Más de 600 muertos y 4 000 heridos es una carnicería excesiva. Obama pidió a la junta militar egipcia ejercitar dos virtudes ajenas a su cultura y tradición: tolerancia y moderación. Solicitó elecciones libres y un poder limitado por la ley.
Francamente, me parece muy difícil que lo complazcan.
En Estados Unidos, el experimento republicano de las 13 colonias parecía condenado a fracasar, pero dio lugar a un país que hoy es la única superpotencia de la tierra. Este fenómeno, aunque imitable, no puede imponerse desde afuera. Si se produce, debe ser voluntario e internamente iniciado.
El propósito de los árabes, y por lo que hoy se matan, no consiste en limitar la autoridad del Gobierno, proteger los derechos individuales y crear relaciones de poder basadas en la meritocracia y la igualdad ante la ley (para lo cual son fundamentales la tolerancia y la moderación), como estableció Estados Unidos al separarse de Inglaterra.
El conflicto árabe es una bronca a cuchillo entre militares laicos, broncos, feroces y autoritarios, provistos de ideas políticas nacionalistas teñidas por supersticiones socialistas, contra religiosos convencidos por creencias fantásticas, comprometidos con Alá para someter al género humano a la autoridad del Corán.
Para el resto del mundo, generalmente, no se trata de escoger entre demócratas liberales y fanáticos religiosos, sino entre militares despóticos, usualmente corruptos y asesinos, y fundamentalistas, frecuentemente agresivos y peligrosos, lo que suele conducirlos a mataderos en los que son víctimas o victimarios en nombre de la verdad revelada a Mahoma en el desierto.

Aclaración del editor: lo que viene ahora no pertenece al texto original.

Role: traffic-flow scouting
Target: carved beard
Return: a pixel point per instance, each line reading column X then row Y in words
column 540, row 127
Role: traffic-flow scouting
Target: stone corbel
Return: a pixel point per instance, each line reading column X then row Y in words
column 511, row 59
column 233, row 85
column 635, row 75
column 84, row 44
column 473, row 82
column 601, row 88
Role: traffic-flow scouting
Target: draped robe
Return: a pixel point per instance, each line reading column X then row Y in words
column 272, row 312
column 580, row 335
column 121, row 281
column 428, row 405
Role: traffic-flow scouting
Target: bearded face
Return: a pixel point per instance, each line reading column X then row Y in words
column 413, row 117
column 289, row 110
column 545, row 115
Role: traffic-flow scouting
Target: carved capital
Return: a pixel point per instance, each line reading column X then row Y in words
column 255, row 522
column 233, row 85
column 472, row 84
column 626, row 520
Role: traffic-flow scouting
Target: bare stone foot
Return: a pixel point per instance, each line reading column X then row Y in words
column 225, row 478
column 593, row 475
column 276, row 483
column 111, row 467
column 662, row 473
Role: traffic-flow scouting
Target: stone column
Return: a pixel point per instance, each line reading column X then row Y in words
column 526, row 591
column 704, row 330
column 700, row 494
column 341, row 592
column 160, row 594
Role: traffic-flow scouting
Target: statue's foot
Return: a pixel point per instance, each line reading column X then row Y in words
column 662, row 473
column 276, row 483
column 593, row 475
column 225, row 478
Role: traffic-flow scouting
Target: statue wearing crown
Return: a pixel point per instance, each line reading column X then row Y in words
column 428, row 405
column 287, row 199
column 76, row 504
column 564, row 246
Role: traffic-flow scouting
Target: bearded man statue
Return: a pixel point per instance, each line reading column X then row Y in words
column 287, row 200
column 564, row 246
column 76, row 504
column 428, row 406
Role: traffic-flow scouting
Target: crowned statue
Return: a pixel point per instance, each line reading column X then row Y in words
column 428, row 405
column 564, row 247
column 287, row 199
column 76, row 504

En Washington no se entiende esta fatal disyuntiva. Muchos políticos y funcionarios padecen de etnocentrismo. Piensan que todos los países pueden y deben crear un modelo de Estado presidido por la libertad individual, servido por un Gobierno controlado por la Constitución y limitado por equilibrios y contrapesos.
Para que funcione esta magnífica fórmula, previamente debe existir una sociedad dispuesta a convivir pacíficamente con todo aquello que no nos gusta, colocarse bajo la autoridad de la ley, admitir que nuestras verdades y convicciones no son únicas e infalibles, y ejercitar la cordialidad cívica con un adversario al que no hay que amar, pero que merece nuestro respeto.
En las sociedades árabes estos factores son excepcionales. Hay individuos con ese perfil, y hasta se agrupan en pequeñas instituciones que proclaman estas reglas de juego. He conocido liberales marroquíes, sirios, libaneses y tunecinos, lo que me hace pensar que también debe haberlos en Egipto y en el resto de la geografía árabe, pero carecen de peso específico para hacer girar a sus países en esa dirección.
Mientras no ocurra ese cambio de valores, es ingenuo intentar escoger entre gobernantes árabes “buenos” y “malos”. La alternativa es mucho más agónica.